Impact of Sacubitril/Valsartan on Renal Outcomes in HFpEF Patients
Introduction
Chronic kidney disease (CKD), a common comorbidity in heart failure (HF) patients is associated with a higher risk of cardiovascular (CV) events than in patients without CKD. Renin-angiotensin system (RAS) inhibition reduces mortality in patients with HF with reduced ejection fraction (HFrEF), and retards the progression of proteinuric CKD in patients with diabetes. The evidence on RAS inhibition alone, in patients with HF and preserved ejection fraction (HFpEF) has been inconclusive till date. Addition of neprilysin inhibition along with RAS inhibition has shown renal benefits in HFrEF patients. Similarly in a phase II trial, sacubitril/valsartan has shown renal benefits over valsartan alone in HFpEF patients.
Aim
To assess the renal effects of angiotensin/neprilysin inhibition (Sacubitril/valsartan) in patients with HFpEF
Patient Profile
- Patients with chronic HFpEF (age ≥ 50 years) with New York Heart Association (NYHA) functional classes II to IV, and left ventricular ejection fraction (LVEF) ≥45%
- All patients were on diuretic therapy, had evidence of structural heart disease, along with elevated levels of plasma B-type natriuretic peptide (BNP) or N-terminal pro-B-type natriuretic peptide (NTproBNP).
Methods
Study Design
- Post hoc analysis of the “Prospective Comparison of ARNI With ARB Global Outcomes in HF With Preserved Ejection Fraction” (PARAGON-HF)

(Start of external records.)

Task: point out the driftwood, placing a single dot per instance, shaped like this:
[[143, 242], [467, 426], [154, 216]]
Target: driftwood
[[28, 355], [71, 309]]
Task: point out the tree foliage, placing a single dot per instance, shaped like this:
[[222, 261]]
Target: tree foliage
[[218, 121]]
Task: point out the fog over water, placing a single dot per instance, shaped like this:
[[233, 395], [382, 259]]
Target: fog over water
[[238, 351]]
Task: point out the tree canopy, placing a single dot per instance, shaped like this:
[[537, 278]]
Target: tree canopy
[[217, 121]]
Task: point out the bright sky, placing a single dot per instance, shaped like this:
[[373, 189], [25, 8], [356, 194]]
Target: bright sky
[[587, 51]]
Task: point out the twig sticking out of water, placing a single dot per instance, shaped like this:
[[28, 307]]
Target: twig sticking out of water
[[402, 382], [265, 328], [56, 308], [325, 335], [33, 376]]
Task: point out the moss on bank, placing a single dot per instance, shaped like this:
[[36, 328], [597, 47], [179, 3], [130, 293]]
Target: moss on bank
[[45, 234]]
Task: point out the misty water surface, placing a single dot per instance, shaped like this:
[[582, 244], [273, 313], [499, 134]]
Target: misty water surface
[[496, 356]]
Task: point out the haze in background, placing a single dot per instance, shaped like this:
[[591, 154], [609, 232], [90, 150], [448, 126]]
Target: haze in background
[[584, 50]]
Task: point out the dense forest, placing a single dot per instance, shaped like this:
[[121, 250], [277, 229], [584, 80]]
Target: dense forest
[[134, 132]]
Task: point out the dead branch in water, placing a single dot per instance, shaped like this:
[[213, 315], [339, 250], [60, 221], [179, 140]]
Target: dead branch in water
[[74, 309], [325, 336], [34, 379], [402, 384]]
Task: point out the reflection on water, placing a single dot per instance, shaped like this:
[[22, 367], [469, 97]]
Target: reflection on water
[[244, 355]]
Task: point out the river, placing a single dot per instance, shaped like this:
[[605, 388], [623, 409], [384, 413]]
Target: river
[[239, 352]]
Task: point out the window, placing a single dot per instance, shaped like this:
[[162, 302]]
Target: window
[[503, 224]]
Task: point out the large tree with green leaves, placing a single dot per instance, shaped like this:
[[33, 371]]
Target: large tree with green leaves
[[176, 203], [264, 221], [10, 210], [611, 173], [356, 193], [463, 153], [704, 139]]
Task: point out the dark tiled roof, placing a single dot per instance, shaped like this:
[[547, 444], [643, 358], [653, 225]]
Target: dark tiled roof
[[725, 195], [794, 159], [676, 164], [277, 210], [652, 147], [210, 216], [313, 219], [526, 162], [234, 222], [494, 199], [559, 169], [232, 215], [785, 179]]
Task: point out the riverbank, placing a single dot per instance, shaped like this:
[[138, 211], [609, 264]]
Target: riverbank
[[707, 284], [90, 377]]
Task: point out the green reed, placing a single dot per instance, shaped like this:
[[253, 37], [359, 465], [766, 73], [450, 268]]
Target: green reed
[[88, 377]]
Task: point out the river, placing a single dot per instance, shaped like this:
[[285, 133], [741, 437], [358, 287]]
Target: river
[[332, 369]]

- PARAGON-HF was a randomized, double-blind, event-driven trial
Treatment Strategy
Outcomes
- Pre-specified renal composite outcome [time to first occurrence of either: ≥50% reduction in estimated glomerular filtration rate (eGFR), end-stage renal disease (ESRD), or death from renal causes]

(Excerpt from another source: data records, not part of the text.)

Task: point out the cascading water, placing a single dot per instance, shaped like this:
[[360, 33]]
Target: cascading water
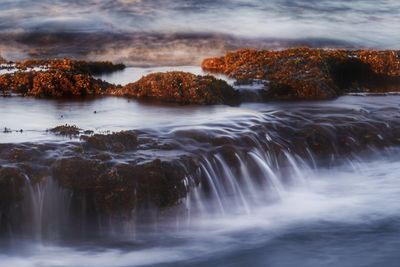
[[268, 179]]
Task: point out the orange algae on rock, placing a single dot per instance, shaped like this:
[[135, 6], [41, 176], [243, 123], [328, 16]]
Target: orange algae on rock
[[305, 73], [180, 87]]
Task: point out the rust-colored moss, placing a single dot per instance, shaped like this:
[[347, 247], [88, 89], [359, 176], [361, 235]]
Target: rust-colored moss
[[180, 87]]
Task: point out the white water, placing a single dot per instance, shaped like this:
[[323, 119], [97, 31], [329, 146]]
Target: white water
[[341, 201]]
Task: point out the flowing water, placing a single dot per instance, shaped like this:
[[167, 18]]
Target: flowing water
[[277, 184], [275, 203], [161, 32]]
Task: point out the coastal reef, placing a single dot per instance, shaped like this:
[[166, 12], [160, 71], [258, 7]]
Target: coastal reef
[[180, 87], [305, 73]]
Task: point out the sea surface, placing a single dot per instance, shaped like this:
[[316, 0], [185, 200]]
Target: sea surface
[[165, 32], [342, 214]]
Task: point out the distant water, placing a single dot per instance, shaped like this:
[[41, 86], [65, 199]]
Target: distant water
[[159, 32]]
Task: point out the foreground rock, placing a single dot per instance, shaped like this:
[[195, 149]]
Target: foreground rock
[[100, 178], [180, 87], [305, 73], [52, 83]]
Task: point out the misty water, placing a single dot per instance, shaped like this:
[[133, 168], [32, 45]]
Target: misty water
[[342, 213], [278, 204], [173, 32]]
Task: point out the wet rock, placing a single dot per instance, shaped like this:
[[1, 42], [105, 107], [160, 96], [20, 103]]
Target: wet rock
[[115, 188], [83, 67], [180, 87], [116, 142], [66, 130], [52, 83], [12, 186], [305, 73]]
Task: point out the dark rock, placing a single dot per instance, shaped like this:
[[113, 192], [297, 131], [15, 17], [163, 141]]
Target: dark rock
[[117, 142], [66, 130], [304, 73], [180, 87], [82, 67], [52, 83], [12, 186]]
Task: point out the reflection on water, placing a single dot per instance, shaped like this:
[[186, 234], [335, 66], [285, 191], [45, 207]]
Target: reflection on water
[[161, 32], [35, 116]]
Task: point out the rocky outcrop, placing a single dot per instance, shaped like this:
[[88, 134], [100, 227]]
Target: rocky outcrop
[[180, 87], [83, 67], [305, 73], [52, 83]]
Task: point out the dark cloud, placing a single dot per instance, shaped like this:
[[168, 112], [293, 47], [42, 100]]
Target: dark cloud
[[134, 29]]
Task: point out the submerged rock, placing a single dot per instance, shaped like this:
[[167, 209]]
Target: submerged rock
[[53, 83], [117, 142], [12, 186], [180, 87], [305, 73], [66, 130], [83, 67]]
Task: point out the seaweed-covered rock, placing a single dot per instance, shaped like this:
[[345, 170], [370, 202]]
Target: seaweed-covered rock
[[12, 186], [114, 188], [305, 73], [117, 142], [83, 67], [52, 83], [66, 130], [180, 87]]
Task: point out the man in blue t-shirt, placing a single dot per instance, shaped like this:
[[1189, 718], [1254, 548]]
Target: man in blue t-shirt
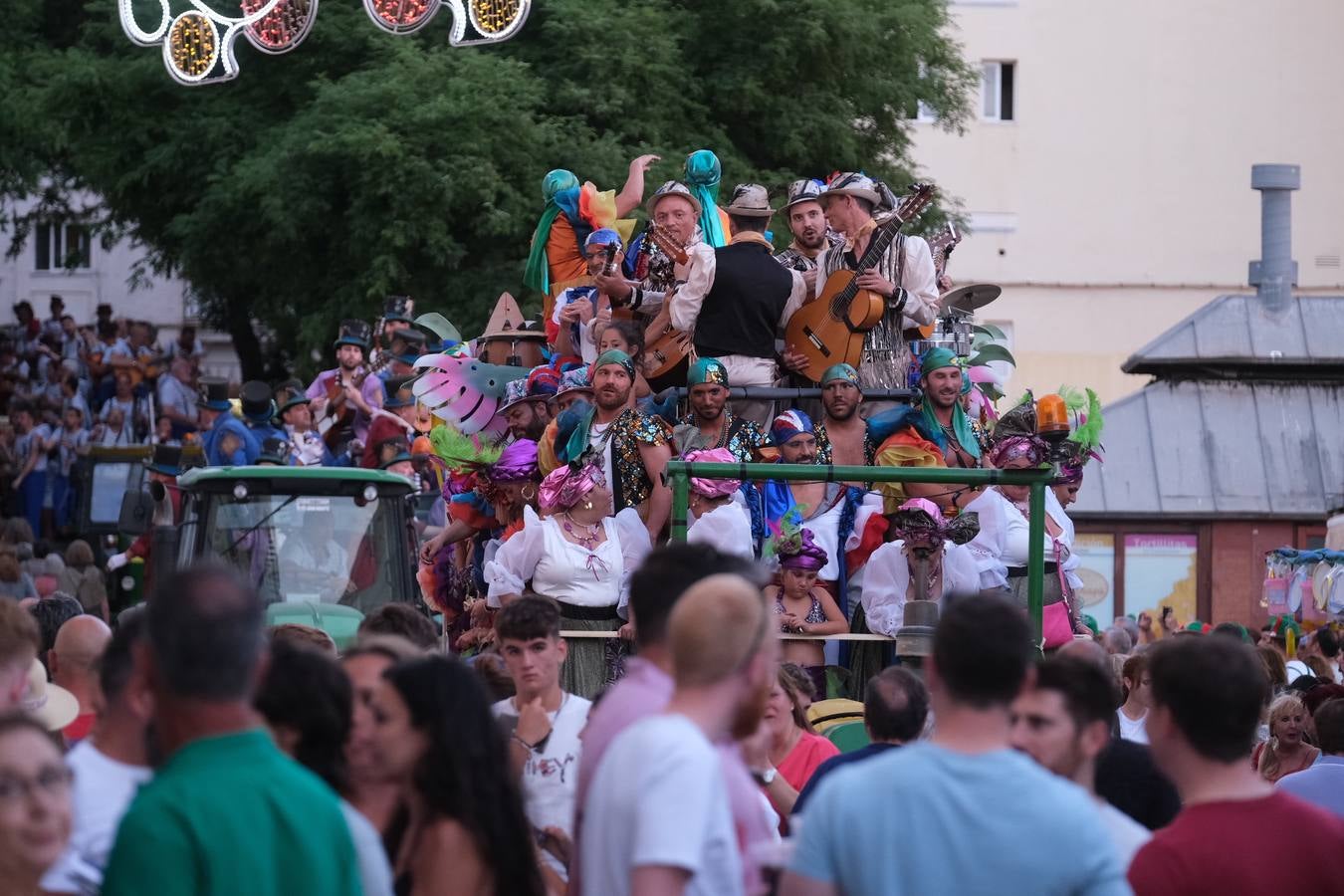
[[961, 813]]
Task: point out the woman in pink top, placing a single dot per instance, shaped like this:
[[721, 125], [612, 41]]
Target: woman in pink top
[[785, 751]]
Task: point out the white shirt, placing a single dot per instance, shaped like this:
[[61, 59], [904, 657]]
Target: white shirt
[[1126, 833], [726, 528], [100, 796], [552, 774], [659, 798], [1133, 730]]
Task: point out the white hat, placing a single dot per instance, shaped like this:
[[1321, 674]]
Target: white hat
[[50, 704]]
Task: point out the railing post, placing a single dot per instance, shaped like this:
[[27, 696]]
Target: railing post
[[680, 499], [1036, 558]]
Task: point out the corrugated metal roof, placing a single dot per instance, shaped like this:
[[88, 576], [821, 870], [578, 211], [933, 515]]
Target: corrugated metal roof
[[1212, 448], [1240, 332]]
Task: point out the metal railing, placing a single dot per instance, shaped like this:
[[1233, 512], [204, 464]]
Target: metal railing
[[679, 477]]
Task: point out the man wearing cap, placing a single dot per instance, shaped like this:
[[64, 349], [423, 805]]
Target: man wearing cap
[[223, 437], [582, 312], [737, 299], [395, 421], [676, 211], [633, 445], [903, 277], [711, 425], [527, 403], [351, 345], [257, 404], [809, 229], [557, 253]]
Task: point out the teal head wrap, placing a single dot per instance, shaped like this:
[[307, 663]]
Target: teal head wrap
[[702, 175], [560, 191], [840, 372], [707, 371], [936, 358]]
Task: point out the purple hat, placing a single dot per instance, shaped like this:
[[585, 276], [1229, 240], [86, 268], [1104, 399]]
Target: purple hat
[[798, 551]]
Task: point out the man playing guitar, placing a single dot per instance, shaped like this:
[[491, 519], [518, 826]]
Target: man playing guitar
[[905, 277], [348, 384]]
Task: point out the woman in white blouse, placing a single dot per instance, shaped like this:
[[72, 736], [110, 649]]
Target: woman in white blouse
[[721, 520], [582, 559]]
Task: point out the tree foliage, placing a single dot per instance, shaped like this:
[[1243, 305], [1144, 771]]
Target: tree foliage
[[364, 164]]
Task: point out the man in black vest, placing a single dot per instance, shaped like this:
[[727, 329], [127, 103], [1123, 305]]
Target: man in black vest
[[748, 299]]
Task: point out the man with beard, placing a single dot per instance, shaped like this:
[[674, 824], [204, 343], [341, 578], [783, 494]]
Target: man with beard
[[527, 403], [633, 445], [738, 299], [710, 423], [657, 815], [941, 435], [351, 345]]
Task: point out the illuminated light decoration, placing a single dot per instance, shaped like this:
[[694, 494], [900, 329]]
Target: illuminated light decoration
[[400, 16], [284, 27], [192, 47]]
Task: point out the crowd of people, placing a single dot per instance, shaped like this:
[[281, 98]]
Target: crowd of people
[[192, 750], [679, 737]]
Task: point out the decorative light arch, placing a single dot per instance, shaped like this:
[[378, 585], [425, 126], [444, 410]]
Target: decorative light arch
[[198, 43]]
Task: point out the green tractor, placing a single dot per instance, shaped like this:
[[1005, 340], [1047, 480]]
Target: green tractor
[[323, 546]]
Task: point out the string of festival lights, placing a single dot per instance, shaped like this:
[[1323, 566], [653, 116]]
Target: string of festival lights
[[198, 43]]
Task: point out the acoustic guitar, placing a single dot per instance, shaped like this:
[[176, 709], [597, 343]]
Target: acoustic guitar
[[665, 349], [830, 328], [940, 246]]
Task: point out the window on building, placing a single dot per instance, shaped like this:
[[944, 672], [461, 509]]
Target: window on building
[[997, 91], [57, 246]]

- The individual components of the composite outcome
- The influence of therapy on eGFR slope
Results
- At randomization, mean eGFR for the study population was 63 ml/min/1.73m2. Based on the baseline eGFR, patients were categorized into two groups as; eGFR<60 and ≥ 60 ml/min/1.73 m2.
- There was a significant 50% reduction in the incidence of composite renal outcome the sacubitril/valsartan vs. valsartan alone group [1.4% vs. 2.7%; hazard ratio (HR); 0.50, 95% confidence interval (CI) 0.33-0.77; P=0.001) (Figure 1)
- The 4-year risk of experiencing the renal composite outcome was also lower in sacubitril/valsartan vs. valsartan group (2.1% vs. 4.1%).
- The incidence of composite renal outcomes did not differ significantly as per the baseline eGFR (pinteraction=0.92).
- The results of renal composite outcomes were primarily driven by the individual component of ≥50% reduction in eGFR. There was a significant 56% risk reduction for ≥50% reduction in eGFR in sacubitril/valsartan group vs. valsartan group (Figure 2).
- Fewer patients in the sacubitril/valsartan group vs. valsartan group developed ESRD (0.3% vs. 0.5%, HR; 0.58, 95% CI 0.23-1.47)
- Two deaths due to renal disease were recorded during the study, one in each group
- Mean decline in eGFR during the study was lesser in sacubitril/valsartan group vs. valsartan group [-2.0 (95%CI -2.2 to -1.9) ml/min/1.73 m2 /year vs. -2.7 (95%CI -2.8 to -2.5) ml/min/1.73 m2/year]. Treatment effect estimates remained similar after adjusting for blood pressure during the study
Conclusions
- Amongst patients with HFpEF, sacubitril/valsartan vs. valsartan alone reduced the risk of renal events, and attenuated the decline in eGFR, irrespective of changes in blood pressure.
- The clinical benefits of sacubitril/valsartan in HFpEF patients appeared to be similar across baseline kidney function.
- Sacubitril/valsartan may represent a promising therapeutic option to attenuate the decline in kidney function decline in patients with HFpEF.
Circulation. Aug 17, 2020 (Published Ahead of Print); DOI: 0.1161/CIRCULATIONAHA.120.047643.